Thirdly, if we are to sustain that effort we need to succeed in prevention. If we have no new infections we can care for those already infected, but if we have new infections at one time we are going to face a situation where we shall not be able to put any more people on treatment.
That will not only roll back the gains so far made and lead to higher mortality rates among AIDS sufferers but also increase the velocity of new infections. Putting people on treatment is therefore a public health need because of its ability to slow down the rate of transmission.
Muteulle de Santé
Ninety two percent of Rwandans are now on public health insurance. Another 6 percent are on other health insurance schemes meaning 98 percent of Rwandans are covered under one form of health insurance or another. Beneficiaries were contributing 1000Rwfr to get care. In 2003, we discovered that the per capita cost of dispensing care was 3750Rwfr. That excluded the cost of doctors, nurses etc. That raises the question of who covers the funding gap. So we needed to find a way of making Mutuelle more sustainable.
We decided to get people to pay according to income since Mutuelle is a contributory scheme. We have arrived at a rate that is now being implemented. The new system does not lock out anybody; the people who can’t pay will still be entitled to care. They will be identified. Those who have little income and those with high income will pay according to their means.

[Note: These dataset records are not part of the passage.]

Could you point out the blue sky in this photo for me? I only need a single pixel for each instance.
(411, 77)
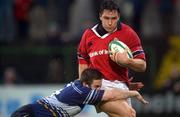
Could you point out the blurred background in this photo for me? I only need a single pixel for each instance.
(39, 40)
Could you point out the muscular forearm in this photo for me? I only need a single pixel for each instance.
(118, 94)
(138, 65)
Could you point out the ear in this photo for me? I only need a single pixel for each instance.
(84, 84)
(100, 17)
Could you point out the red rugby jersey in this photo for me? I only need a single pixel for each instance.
(93, 50)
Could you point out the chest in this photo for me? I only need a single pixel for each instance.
(99, 44)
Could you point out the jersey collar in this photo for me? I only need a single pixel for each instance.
(101, 32)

Beneficiaries have been categorized into three classes. The extremely poor – will not pay anything, the government will pay for the care and premium.
So far there has been good accountability for resources in the health sector as part of the wider culture of accountability in Rwanda. Part of the fight against corruption revolves around zero tolerance for the vice.
This has created a culture and strong administrative guidelines that require signatures at every step. This is how we protect public money. And it is not about not stealing money but making money work.
These are values that have carried us this far and will continue to lead us on the road to progress as we tackle the pending challenges.